FullSizeRenderAfter exploring the intentional reveal of the mysterious identity of the suffering savior in Mark, the emphasis on Jesus as the one sent by God to be the fulfillment of Judaism, and presented as a second Moses in Matthew, the emphasis on Jesus as the prophet to the whole Jewish and Gentile world in Luke, and the perspective of Jesus as divinity, incarnated in flesh, performing signs to demonstrate his identity in John; the class then looked in detail at what Jesus taught, both in discourses (like the famous Sermon on the Mount) and in parables.


Acknowledging that some of our Christological ideas like the Trinity and the dual nature of Christ as both divine and human were developed long after the texts of the Bible were written, the class spent an entire class focusing on the dominant metaphors for Christ that are actually in the Biblical text. Through discussion, the class selected the following as the most dominant metaphors/images: shepherd, bread of life, living water, the vine/tree, and light in the darkness. Some of the scriptures referenced in this study included: John 1, 4, 6, 10, & 15, Jeremiah 17, Psalm 23, and Revelation 22.


What emerged from the conversation was an understanding that Sustenance is a dominant concept in both our Old and New Testament. Human beings have a fundamental need to survive by eating and drinking. Many of the metaphors describing Christ, and God, in our Bible relate to this fundamental need:


God is embodied in the living water of the stream that feeds the tree so that it will survive the drought. (Jeremiah 17, Revelation 22) That same living water is offered to the woman at the well by Jesus in John 4. Jesus said in John 15 that He was the vine that provides nourishment to us (the branches). In John 6, after feeding the multitude, Jesus declares that he is the bread of life. Even the prominent metaphor of the good shepherd is that of one that guides, protects, and works to ensure that the flock is fed. The Lord who is our shepherd prepares a table for us (Psalm 23).

 What emerged from the conversation was an understanding that Sustenance is a dominant concept in both our Old and New Testament.

It is no wonder that one of the most important sacraments of the Church and one of the most dominant themes in the New Testament is the unique fellowship that comes from sharing food at table with our community and with Christ.

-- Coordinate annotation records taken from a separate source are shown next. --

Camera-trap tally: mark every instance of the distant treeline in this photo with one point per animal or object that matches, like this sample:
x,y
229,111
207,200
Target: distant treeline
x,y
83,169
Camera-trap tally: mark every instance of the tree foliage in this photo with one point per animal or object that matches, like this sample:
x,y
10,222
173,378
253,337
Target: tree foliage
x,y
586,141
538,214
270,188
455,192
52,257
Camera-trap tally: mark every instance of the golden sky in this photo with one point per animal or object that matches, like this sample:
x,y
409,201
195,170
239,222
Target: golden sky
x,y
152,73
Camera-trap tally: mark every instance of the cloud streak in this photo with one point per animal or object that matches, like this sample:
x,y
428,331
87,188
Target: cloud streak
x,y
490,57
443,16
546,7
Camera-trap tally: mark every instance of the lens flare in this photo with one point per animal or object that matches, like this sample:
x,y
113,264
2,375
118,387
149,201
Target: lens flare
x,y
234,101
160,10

Each participant (from the Middle School Sunday School Class and the Junior High Youth Group) was challenged to paint a canvas, which had to contain at least two depictions of the metaphoric images discussed. Each canvas was designed to stand alone and tell its story while simultaneously contributing to the whole….to the bigger picture which is the Christ, just as each Gospel stands as an unique, independent rendition of Jesus, but when read together give us a much more complete and useful understanding of the Christ and the meaning of the Gospel.


September Reflection

This year, we are taking one phrase from our mission statement each month as a kind of  “theme” for emphasis and reflection. This month, as we begin the program year of education for children, youth and adults, it is appropriate that we reflect on how the Bible is our source of knowledge, inspiration and hope. When we use the word “inspired,” we mean it in two ways. First, our creeds and confessions say that the Bible is the “inspired” Word of God. This means that the Bible is both the product of human authors, editors, scribes and translators, and the work of the Holy Spirit. Presbyterian Christians argue that the authority of the Bible lies not in the words on the page but with the Holy Spirit who not only inspired the authors but inspires us as readers today.


“We are a community of faith inspired by biblical teachings.”

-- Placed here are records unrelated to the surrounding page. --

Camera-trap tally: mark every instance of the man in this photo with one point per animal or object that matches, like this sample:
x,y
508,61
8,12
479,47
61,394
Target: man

Second, not only is the text inspired, we are supposed to be inspired by reading and hearing the scriptures. The problem is that many people don’t experience the Bible as inspiring. Some have experienced the Bible as a weapon used against them: “behave this way, or else….” “Believe this, or else….” Obviously, the Bible contains principles, values, and rules for living. But when people use it primarily as a way to condemn others, the Bible itself is being abused, because its purpose is to bring life not death, hope not fear, joy not anxiety.